Sunday, 16 October 2011


Shuttlecock - Graham Swift

Prentis is a minor civil servant in an office where dead cases are archived. He envies his boss his power and his father his status as a wartime hero. His wife and two children suffer the brunt of his dissatisfaction as he exercises his power over them, even when he knows that what he is doing is wrong.

This he writes down in a form of confessional, which begins with a memory he has of a pet hamster from his youth.  "You see, I used to torment my hamster. I was cruel to Sammy. It wasn't a case of wanting to play with him, or train him, or study how he behaved. I tortured him." He is trying to understand himself. Why was it that while he tortured Sammy he was a good son to his parents but before Sammy arrived on the scene and after he died he was difficult. Why?

He is also trying to understand his father, a decorated war hero who was dropped behind enemy lines and wrote "Shuttlecock", a popular autobiographical version of his wartime exploits. "But, having a hero for a father - even having a father who isn't a hero but who works in a plush office and plays golf on Sundays with a little retinue of worshippers - all this is bad news if you're an only son." Soon after the death of his mother his father stopped talking. Now he visits him in a psychiatric hospital twice a week.

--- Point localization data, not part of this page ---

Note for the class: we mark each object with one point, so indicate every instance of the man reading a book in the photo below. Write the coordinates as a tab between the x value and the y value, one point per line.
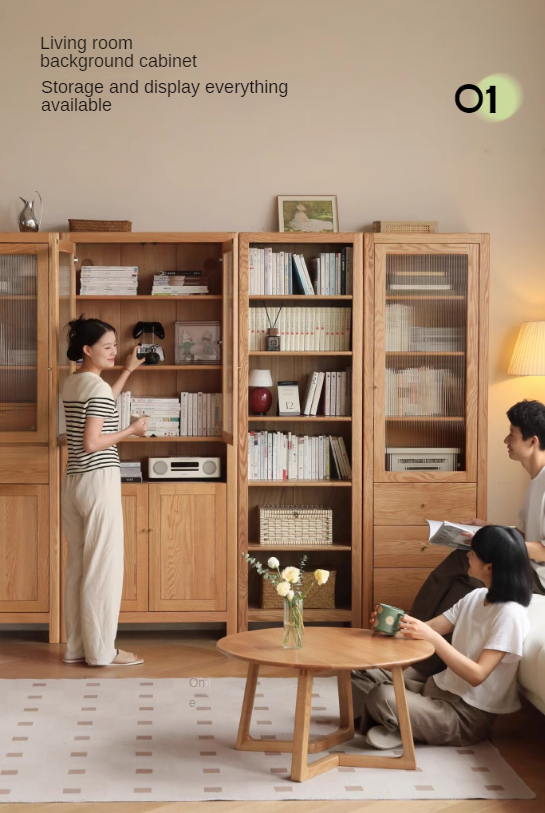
450	581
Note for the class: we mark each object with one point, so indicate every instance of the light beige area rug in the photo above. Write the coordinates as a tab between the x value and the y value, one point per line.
112	740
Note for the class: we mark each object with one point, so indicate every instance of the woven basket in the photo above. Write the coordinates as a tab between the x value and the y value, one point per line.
295	525
99	225
321	597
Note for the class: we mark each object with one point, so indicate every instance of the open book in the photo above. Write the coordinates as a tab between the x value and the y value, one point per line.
448	534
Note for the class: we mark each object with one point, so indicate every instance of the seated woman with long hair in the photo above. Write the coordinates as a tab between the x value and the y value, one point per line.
459	705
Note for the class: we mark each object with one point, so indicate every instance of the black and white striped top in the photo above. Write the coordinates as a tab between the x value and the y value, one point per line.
86	395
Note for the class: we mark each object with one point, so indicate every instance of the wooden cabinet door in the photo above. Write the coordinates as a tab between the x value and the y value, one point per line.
134	497
188	564
24	548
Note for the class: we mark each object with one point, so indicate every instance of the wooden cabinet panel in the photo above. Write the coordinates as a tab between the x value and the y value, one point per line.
24	548
413	503
398	587
135	526
24	464
187	546
406	546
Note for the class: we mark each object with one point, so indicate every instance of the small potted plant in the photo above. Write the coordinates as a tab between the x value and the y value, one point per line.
289	585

His boss Quinn has always seemed to dislike him, and sometimes seemed to be playing games with him. When Quinn tells him that he is retiring soon and that Prentis will fill his role he doesn't know whether to believe him or not. He is also unsure of what to do about the files that seem to have gone missing and the increasingly eccentric requests for files from Quinn.

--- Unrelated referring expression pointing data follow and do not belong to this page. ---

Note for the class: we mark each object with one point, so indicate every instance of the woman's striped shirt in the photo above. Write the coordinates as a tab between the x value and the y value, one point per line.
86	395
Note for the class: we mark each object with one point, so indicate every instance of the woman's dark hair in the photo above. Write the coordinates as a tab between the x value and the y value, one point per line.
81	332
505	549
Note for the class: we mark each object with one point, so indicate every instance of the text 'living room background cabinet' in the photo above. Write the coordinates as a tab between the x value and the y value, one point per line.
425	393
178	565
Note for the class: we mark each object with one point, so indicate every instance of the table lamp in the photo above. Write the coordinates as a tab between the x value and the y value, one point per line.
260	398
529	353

Has his father escaped into silence as he once escaped the Nazis? Does Quinn know something? What is in the missing files?

This book asks questions of what lies behind normal life. "Do civilized instincts persist in war, or does civilized life veil the instincts of war?" Do we all need to exercise power over someone, or something in order to feel fulfilled?

This is a metaphorical detective story. At times it generates a sense of foreboding as if something terrible is sure to happen. It moves confidently between office, home and war and creates memorable characters. Descriptions of the tensions of Tube travel and dysfunctional father/son relationships are uneasily convincing.

Swift certainly deserved his place in the much referenced Granta list of The Best of Young British Novelists in 1983, a place he has justified many times since.